Working with unemployed grads and post-grads for a couple of years, 3 points stick with me:

  • If you’re not from a background where networking plays a part in social advancement, then you need to learn guerilla networking
  • Kids need encouragement to express themselves fully. One computing science MSc had shied away from mentioning the games he’d made at the risk of sounding stereotypical. They demonstrated vivid creativity and when he started to enthuse about them, his personality shone. Being more fully himself at an interview got him a job with a computing giant.
  • The hardest kids to help place were often perfectly nice, but not fully immersed in their subject of study and with no sense of wanting to probe deeper and deeper into it. You didn’t feel they’d get sufficiently inside a problem to solve it.

Something people often overlook when they’re thinking of subject choices and universities, I think, is that your kid could be absolutely brilliant at anything. And that finding this ‘anything’ – your flow, your buzz, your being in the zone – is the key to working your socks off, and living something approaching a happy and productive life. It could be anything from diesel engine maintenance to haiku poetry.
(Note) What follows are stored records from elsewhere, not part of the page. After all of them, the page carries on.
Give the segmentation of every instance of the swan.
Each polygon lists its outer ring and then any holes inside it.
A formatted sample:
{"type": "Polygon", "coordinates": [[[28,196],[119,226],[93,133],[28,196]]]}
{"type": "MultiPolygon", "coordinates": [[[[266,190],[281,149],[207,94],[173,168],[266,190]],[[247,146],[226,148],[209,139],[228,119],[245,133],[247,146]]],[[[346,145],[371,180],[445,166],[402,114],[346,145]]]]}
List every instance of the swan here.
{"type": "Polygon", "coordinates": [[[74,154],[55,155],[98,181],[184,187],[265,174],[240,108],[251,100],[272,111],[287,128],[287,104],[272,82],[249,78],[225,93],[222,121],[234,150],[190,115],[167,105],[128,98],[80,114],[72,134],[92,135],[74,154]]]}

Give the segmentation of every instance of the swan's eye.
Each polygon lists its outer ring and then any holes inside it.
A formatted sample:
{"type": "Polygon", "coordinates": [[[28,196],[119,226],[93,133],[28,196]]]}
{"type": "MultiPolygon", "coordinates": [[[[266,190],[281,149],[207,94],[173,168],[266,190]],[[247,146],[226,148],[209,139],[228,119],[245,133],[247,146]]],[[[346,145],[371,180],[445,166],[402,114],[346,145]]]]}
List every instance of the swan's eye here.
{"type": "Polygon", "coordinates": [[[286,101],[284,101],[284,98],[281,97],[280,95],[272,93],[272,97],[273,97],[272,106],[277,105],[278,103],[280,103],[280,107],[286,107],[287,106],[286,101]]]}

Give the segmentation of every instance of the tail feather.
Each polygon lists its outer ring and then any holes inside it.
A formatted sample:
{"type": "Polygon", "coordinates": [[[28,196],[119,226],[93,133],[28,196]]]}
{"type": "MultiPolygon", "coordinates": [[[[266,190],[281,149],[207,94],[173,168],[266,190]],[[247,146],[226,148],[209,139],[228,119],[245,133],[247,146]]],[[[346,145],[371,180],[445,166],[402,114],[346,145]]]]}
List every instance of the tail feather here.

And the evil paradox of parenting, is that while we want to protect our little darlings and hold them close and dear, we also need to prepare them to go off and be independent citizens, self-sufficient and assertive. We want the world to treat them well, and for us to feel proud of who we’ve produced. Powerfully and often unconsciously, we won’t want them to repeat our mistakes.

All these conflicting emotions come to the fore when confronted with unexpectedly bad – or good – exam results…  Just how ambitious should you be for your kid and how much should you attend to what they really really want?

And each university will have systems and cultures, while our kids will have their tribes: an indie loving hipster may hate a collegiate system in a trad uni, and the wearing of gowns and flowers for exams maybe, while an art-house movie-loving biology student may find fewer tribe members on a science dominated campus.

Parents and students are now paying customers of universities; but that doesn’t mean that because you’re paying you’re guaranteed a stellar and lucrative career as a city solicitor – when secretly you want to be Sue Perkins or Jenson Button.

So summing all this up, I’d suggest:

  • Remember the subject isn’t the be-all and end-all. Most departments will have flexibility to change.
  • What you see in great marketing is not what you necessarily get. Campuses have a vibe. Drop everything and visit the prospective uni. Can your kid picture themselves there? ( I’ve found boys  respond well to a prospect of girls from Fulham, intent on studying Art History )
  • On many courses,  your little darling may have well under 20 contact hours a week. That means there is a heck of a lot of time to hang out with peers, who will be highly influential in your little darling’s experiments with adulthood and encourage them to the library, or otherwise. What would attract these peers to the uni?
  • Career patterns have changed and it’s anticipated that this generation will have 7 or 8 different job transitions. They can expect to be learning for the duration

Ps. As well as helpful people at the individual universities and clearing, The Student Room is useful.